On April 9th, 2020, iBio announced the signing of a Memorandum of Understanding (MoU) and two Master Services Agreements (MSAs) with the Infectious Disease Research Institute (IDRI), a Seattle-based nonprofit global health organization dedicated to infectious disease research.

According to the MSAs, the IDRI will “support pre-clinical development” and “provide clinical trial oversight” during the pre-clinical and clinical testing and use of IBIO-200. If iBio includes an IDRI-developed adjuvant in the IBIO-200 vaccine, according to the MoU, iBio and the IDRI should “establish a separate, additional agreement within the next 60 days.”

Dr. Tom Isett stated, “We are delighted to have IDRI contribute its deep understanding of infectious diseases and vaccine development expertise to the team. We are also looking forward to evaluating the novel adjuvants in IDRI’s portfolio that may deliver even greater immunostimulatory effects. A more potent antigen-adjuvant combination would further increase our projected manufacturing capacity for production of a vaccine for COVID-19 disease.”

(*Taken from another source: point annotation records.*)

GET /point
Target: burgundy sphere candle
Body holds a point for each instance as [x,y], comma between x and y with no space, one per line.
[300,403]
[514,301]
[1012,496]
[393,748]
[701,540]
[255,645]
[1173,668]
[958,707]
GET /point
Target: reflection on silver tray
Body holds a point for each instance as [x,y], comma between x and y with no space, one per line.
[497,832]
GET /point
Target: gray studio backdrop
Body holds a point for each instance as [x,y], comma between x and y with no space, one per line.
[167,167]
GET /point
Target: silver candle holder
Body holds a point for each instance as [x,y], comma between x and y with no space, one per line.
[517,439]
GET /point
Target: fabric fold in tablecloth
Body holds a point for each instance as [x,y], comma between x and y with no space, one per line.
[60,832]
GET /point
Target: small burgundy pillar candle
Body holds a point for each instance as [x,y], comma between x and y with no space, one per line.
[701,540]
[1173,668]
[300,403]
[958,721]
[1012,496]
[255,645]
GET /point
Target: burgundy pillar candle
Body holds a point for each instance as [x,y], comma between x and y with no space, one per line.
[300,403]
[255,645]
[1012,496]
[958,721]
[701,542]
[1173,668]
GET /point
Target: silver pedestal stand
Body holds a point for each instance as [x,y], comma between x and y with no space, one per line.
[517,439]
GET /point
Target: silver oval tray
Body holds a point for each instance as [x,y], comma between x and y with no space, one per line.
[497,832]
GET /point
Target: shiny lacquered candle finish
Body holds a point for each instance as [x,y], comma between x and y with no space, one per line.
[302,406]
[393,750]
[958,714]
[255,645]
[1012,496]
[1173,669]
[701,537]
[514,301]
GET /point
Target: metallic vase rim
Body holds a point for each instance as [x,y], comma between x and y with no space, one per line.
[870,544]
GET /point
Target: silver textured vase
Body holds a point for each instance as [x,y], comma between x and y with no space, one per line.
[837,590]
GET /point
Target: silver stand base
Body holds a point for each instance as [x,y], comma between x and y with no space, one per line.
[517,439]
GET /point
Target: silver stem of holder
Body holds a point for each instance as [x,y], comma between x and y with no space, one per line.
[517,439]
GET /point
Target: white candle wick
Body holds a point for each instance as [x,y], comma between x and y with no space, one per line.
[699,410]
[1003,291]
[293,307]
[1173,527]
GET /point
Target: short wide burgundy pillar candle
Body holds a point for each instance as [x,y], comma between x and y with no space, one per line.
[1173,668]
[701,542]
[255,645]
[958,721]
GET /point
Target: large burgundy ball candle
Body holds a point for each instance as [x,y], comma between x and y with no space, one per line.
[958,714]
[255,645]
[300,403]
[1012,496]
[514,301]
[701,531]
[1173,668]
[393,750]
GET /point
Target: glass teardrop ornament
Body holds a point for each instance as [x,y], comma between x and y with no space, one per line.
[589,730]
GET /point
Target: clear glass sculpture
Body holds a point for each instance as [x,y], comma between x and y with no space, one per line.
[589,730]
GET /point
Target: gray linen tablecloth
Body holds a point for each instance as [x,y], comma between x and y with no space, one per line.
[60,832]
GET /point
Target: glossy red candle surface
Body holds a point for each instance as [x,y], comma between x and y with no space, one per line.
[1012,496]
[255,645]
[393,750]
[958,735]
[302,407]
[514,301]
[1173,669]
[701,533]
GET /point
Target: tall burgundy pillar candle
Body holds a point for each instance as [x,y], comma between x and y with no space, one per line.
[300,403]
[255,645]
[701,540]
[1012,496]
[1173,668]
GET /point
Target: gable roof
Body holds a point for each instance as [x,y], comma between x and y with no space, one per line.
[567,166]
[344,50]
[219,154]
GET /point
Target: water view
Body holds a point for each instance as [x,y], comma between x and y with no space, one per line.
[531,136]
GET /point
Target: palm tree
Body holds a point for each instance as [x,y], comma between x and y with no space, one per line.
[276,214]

CEO of the IDRI and Clinical Professor of Medicine and Global Health at the University of Washington Dr. Corey Casper, MD, MPH, stated, “We are excited to be a partner in the development of IBIO-200. Combining iBio’s VLP antigen with an IDRI adjuvant provides for promising safety and efficacy characteristics, and importantly, the ready ability to scale-up manufacturing to help meet the projected global demand for a suitable vaccine.”

iBio Joins the National Institute for Innovation in Manufacturing Pharmaceuticals and Estimates an Annual Production Capacity of 500 Million Doses at the FastPharming Facility

On April 27th, 2020, iBio announced that it had joined the National Institute for Innovation in Manufacturing Biopharmaceuticals (“NIIMBL”), an institute of Manufacturing USA that works to “enable more efficient and flexible manufacturing capabilities for existing and emerging biopharmaceutical products, and develop a world-leading biopharmaceutical manufacturing workforce.”

The move is intended to increase the production capacity of iBio’s COVID-19 vaccine. Co-Chairman and CEO of iBio Mr. Tom Isett stated, “If our own proprietary SARS-CoV-2 Virus-Like Particle (“VLP”) program, IBIO-200, results in an approved vaccine, we estimate that we could make about 500 million doses of high-quality product annually at our Texas facility, depending upon the potency we see in the clinic.”

Here is a more detailed account of iBio’s partnership with the NIIMBL.

In addition to iBio, other companies are developing therapeutics for the SARS-CoV-2 virus. The safety and efficacy of a COVID-19 vaccine developed by Inovio Pharmaceuticals is currently being evaluated in human trials and the pharmacologic agent Remdesivir, marketed by Gilead Sciences, is currently being investigated for the treatment of COVID-19 in multiple phase 3 clinical trials.